Devant la fenêtre ouverte, seul aux lisières de cette nuit calme, ce qui apparaissait avec toute l’évidence possible, c’est l’extrême malheur d’avoir perdu un univers où les mots n’avaient aucune place. Après dîner, alors qu’il se demandait s’il n’allait pas tenter une dernière fois de relire son texte, l’homme pensa que c’est ce qu’il aurait aimé écrire ici même, dans cette maison isolée : la perte irrévocable des jardins et des champs, la magie et la paix des hautes herbes, les vers luisants qu’il installait dans un bocal, près de son lit, et qui, jusque tard dans la nuit, éclairaient son livre et l’auréolaient d’une lueur irréelle sans qu’il sache ce qu’il convenait d’admirer le plus : ce qu’il lisait ou le halo vert pâle qui rendait possible sa lecture clandestine ? S’agissant des fourmis, des sauterelles, des araignées, des escargots et des guêpes elles-mêmes, qu’au grand dam de sa famille il avait toujours été persuadé d’avoir apprivoisées puisqu’elles venaient butiner son index trempé dans la confiture sans l’avoir jamais piqué, il se demanda si le mot le plus juste n’aurait pas été celui de « fraternité ». Rien ne lui apparaissait alors plus urgent que de déchiffrer le langage des fourmis et d’apprendre à rester à ce point immobile qu’il finirait par surprendre aussi les sauterelles frottant leurs élytres. Il savait mieux que personne qu’elles ont l’ouïe beaucoup plus fine que la vue.
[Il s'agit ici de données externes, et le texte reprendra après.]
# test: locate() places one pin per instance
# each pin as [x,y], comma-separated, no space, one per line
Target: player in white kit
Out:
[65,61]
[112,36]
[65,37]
Mais tout cela n’avait rien à voir avec le sujet qu’il avait à traiter et personne n’attendait de lui des considérations aussi oiseuses sur les jardins de son enfance. Le lendemain, l’homme décida de rentrer à Paris : après tout, rien ne l’empêchait, cette fois encore, de repousser le moment de remettre son texte.